The team travels by boat across the lake to San Juan La Laguna to have a tour of Cooperativa La Voz que Clama en el Desierto (The Voice that Cries out in the Desert). This is an excellent, informative tour that leaves me with a new appreciation for what goes into a cup of coffee. I thought, “I will never again complain about the cost of coffee beans,” although very little of what we pay goes to the farmer. A picker may gather about 100 pounds of coffee a day, making about 50 quetzales (US6.50).
Days Four and Five
After breakfast, the team divides into three groups. We drive to a home in town where we meet Carolina and three of her children. Her husband is picking coffee. We begin moving bricks the family has made and mixing cement to build a stove. The property includes a one-room house with plastic sheeting for sides, a covered kitchen area where we build the stove, and an outhouse with sides of plastic and torn sacks. By the end of the day, we complete our first smokeless stove, which must sit for about 10 days before the smokestack is put through.
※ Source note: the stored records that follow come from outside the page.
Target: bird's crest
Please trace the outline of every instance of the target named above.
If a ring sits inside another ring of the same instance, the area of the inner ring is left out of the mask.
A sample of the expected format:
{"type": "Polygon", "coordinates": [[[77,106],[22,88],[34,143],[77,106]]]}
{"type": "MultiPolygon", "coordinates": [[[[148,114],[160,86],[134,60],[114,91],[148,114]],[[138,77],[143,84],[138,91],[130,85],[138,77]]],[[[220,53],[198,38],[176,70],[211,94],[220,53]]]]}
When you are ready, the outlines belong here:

The next day, a member of one of the other teams says the family with whom they are working had been cooking on a pile of rocks and notes how rewarding it is to have completed a stove with them. “It’s important for us to see how so much of the world lives,” another says.
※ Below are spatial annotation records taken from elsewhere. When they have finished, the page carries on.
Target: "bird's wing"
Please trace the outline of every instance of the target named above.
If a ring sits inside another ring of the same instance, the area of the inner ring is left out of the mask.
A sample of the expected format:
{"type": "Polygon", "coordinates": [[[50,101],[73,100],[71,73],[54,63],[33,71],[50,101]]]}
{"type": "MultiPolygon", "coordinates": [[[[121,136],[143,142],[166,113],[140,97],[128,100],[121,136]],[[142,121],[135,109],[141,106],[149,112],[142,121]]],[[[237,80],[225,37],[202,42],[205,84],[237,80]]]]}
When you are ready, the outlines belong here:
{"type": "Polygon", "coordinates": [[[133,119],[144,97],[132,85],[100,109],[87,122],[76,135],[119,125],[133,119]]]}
We begin the day by picking coffee for two hours, putting the beans in baskets as we pick. One team member says how tired her arms are getting reaching up to get the beans. The men talk about the “rust,” yellow spots on the leaves, which is destroying so many plants. Ideally, these trees would be cut down, but the farmers cannot afford to lose the beans still being produced on the affected trees. Eventually, these beans will not be of a quality where they can be used and the trees will stop producing.
After picking and already feeling exhaustion, we stop for lunch, the men spreading empty coffee sacks on the ground under the trees and local women bringing soup and tamales. This is one of my favorite memories: our team sitting amongst the coffee trees sharing lunch. It was a peaceful sharing, and yet we go home and the farmers continue their work every day.
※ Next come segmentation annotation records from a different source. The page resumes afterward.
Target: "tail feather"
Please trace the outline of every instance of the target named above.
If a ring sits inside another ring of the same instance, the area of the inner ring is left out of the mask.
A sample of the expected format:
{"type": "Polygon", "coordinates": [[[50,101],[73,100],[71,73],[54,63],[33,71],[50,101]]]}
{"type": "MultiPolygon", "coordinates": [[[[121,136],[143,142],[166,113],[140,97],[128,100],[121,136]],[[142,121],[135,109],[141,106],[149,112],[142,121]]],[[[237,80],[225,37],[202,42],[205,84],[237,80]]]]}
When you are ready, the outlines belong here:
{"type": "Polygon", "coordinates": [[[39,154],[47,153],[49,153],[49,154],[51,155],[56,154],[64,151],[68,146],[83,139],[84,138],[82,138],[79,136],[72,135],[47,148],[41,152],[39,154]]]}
We head into the mountains outside San Lucas to two sites a short distance from each other near the small village of San Coral. Our two teams arrived at the home of a single mom and her three children, two boys and one girl. Her home is made of cement blocks, but there is no outside latrine at all. The kitchen is a separate side structure made of long sticks running horizontally, filled with mud in between. It has enough room for a table and chairs, and the team did a beautiful job building the stove. Down the slope amongst the coffee plants, our team builds the latrine.
On the prepared site with nine-foot hole and cement slab, we lay the mud and the blocks the family has made. After building this foundation, we dig holes at the four corners and put in 2x4 uprights. Some of the team cuts boards, and we nail them in the sides. A corrugated tin roof goes on top, and a door is added.
It feels like we’ve made a difference in a short amount of time.
It has been an amazing week with such a hard-working and fun team. We can look back at five stoves and four latrines completed during the week that will help six families to a better life. I feel proud to be part of Habitat and the work so many have done to make such a difference in Guatemala.